‘What’s that, Sir donzel?’ said he. ‘You love your England?’
It was to put spark to tow, and set it flaring unquenchably. Clerivault forgot his duty, his company, his place, and broke forthwith, his eyes glittering, into a wild rhapsodic paean on his native land:—
‘Love her—ha! As the flower loves the sun, the parched soul water, the woman her way, the kid its milky dam. To carry England’s fame? Aye, thou dear gentle—through all the lands, like a sweet western gale that rains life and health on the dearth it visits. She shall make conquests, ha! but such as the liberal light makes of cramped darkness. We’ll go together; teach the world to know her for what she is; so sing her sweet and pastoral praises that whole peoples shall lay down their arms for very love, and yield themselves her subjects and her slaves. Earth shall surrender to her beauty, as willingly as it yields its frozen winters to spring with her daffodils and milk-white hawthorns. For where England sets her feet, does not the primrose break? She brings the atmosphere of her free and equitable fields into where’er she enters; and straight from that lovely invasion are born the darling wind-flower that is Our Lady’s child, and cowslips known for St Peter’s keys to Heaven, and wild hyacinth, our own St George’s bells that fought and slew the beast, and radiant mary-buds that cure most ills. These shall spring up, where’er we go, like Thebes its towers, to our song, and win the soils we tread to England. Or if we die, we die for England’s sake, and take possession with our fruitful bodies. All lands where English blood is shed and England’s sons lie buried are in part fiefs to England; for there each grave becomes a plat of English mould, rich breeding-ground of truth and chivalry, fair play, honour to the better man, forbearance in strength—all qualities summed up in this, the heart to conquer and the hate to pain. O, it is good to live for England, but sweeter still to die and be her prolific dust! Peerless, in truth, our fair mother—I take the word, sweet soul, from thee, as I would have thee take me with thee in the sharing of thy quest.’
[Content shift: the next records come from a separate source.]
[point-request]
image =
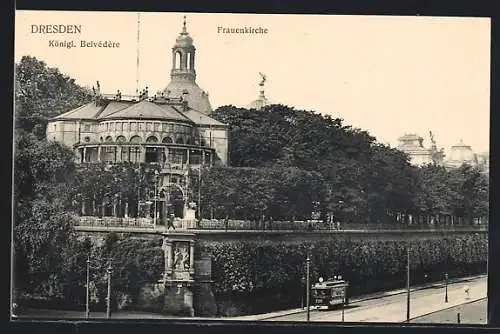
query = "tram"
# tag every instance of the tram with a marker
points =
(326, 294)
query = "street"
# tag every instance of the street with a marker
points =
(427, 305)
(393, 308)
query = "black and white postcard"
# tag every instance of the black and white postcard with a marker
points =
(251, 167)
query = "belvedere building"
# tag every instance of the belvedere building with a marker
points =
(172, 129)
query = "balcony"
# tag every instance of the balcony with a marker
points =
(131, 223)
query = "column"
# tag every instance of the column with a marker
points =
(167, 251)
(103, 208)
(115, 207)
(191, 256)
(149, 211)
(143, 153)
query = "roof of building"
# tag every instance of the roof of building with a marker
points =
(196, 97)
(147, 109)
(260, 103)
(125, 109)
(87, 111)
(200, 118)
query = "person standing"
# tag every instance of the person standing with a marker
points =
(171, 221)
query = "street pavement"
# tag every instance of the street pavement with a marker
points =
(390, 307)
(469, 313)
(426, 302)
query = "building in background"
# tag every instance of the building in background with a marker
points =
(262, 100)
(412, 145)
(461, 154)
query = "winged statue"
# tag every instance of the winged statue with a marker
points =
(263, 76)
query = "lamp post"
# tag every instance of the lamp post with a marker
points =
(343, 297)
(308, 262)
(408, 285)
(155, 208)
(199, 193)
(446, 288)
(302, 285)
(108, 301)
(87, 308)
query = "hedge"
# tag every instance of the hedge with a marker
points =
(251, 278)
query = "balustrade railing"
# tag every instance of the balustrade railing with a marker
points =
(207, 224)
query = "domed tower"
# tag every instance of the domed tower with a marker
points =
(262, 101)
(183, 74)
(460, 154)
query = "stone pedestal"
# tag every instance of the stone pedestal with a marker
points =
(179, 299)
(189, 214)
(188, 290)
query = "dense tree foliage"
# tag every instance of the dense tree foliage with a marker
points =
(358, 179)
(43, 178)
(252, 193)
(42, 92)
(253, 277)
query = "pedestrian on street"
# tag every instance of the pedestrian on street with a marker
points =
(171, 221)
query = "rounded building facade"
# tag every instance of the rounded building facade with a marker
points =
(172, 129)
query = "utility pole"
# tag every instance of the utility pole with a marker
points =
(446, 288)
(108, 301)
(343, 302)
(155, 205)
(87, 308)
(308, 261)
(408, 284)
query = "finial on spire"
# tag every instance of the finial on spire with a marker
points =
(184, 30)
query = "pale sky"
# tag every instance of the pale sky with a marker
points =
(384, 74)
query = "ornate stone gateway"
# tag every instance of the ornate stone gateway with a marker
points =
(179, 275)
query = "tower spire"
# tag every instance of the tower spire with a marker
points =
(184, 30)
(137, 65)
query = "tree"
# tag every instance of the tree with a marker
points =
(42, 92)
He ceased; his voice fell; but silence still seemed to ripple on his lips, while the rapt exaltation in his eyes died slowly out. Raleigh applauded, with a somewhat kindling vision:—
‘Well sung!’ he said: ‘Here is another as passionate lover of his land.’
But the practical Sheriff snorted, finding little to understand in these dithyrambics.
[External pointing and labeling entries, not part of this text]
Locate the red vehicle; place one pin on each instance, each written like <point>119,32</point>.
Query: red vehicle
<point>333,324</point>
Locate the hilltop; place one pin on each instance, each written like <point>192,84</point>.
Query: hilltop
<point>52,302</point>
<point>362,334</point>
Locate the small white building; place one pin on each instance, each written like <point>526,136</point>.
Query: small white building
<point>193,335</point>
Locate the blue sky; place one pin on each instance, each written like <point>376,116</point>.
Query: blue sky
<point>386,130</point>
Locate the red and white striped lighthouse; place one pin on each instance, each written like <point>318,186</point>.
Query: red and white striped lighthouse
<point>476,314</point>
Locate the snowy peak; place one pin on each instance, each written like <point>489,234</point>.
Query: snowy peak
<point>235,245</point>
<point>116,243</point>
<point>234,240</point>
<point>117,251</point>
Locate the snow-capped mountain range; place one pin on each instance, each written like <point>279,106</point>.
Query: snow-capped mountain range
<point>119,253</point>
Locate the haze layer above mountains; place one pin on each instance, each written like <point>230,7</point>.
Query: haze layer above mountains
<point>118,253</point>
‘I know naught of your cowslips and wind-flowers,’ he grumbled. ‘A general were best to take wheat and barley with him, where he foresees a long besiegement, and sow them in the open ground. And as to atmospheres, for all I’m a loyal Devon man, I’d liefer chance the fortunes of another climate than take my own with me.’
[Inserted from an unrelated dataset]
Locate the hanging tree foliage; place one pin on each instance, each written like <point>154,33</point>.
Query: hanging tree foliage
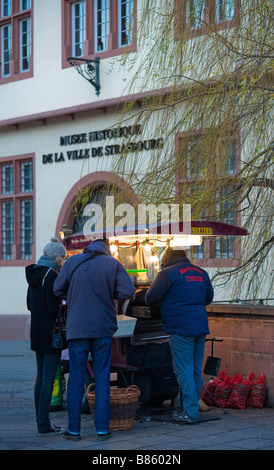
<point>207,91</point>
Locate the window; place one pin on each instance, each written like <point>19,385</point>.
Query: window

Raleigh laughed out: ‘O, thou rare Dick!’ and Brion, fearing to follow his example, rose, and went to Clerivault, and, gripping his hand, looked in his face with a whispered word:—
‘It shall be share and share alike, friend, when the time comes.’
The dinner finished, and Clerivault left to care for his master, who had fallen fast asleep with his head on the table, Brion went with his guests into the open air, where, strolling in the Courtyard, they came upon Nol porter at friendly trials of strength with Raleigh’s servant, one Nicholas Wright, a bulky Yorkshireman. And them they provoked to a wrestling bout on the sward, in which neither could best the other; after which the Sheriff, in his turn, fell asleep on a bench and snored in the sun. Then did this Mr Raleigh, with a very winning way he had, inviting and giving confidence in one, slip his arm under the young man’s, and ask him to come with him a little walk towards the moors, for that he had something of moment for his private ear. And Brion, foreseeing, perhaps, what was to follow, and naturally pleased, as a boy, over the condescension of so superlative a gallant, very willingly consented.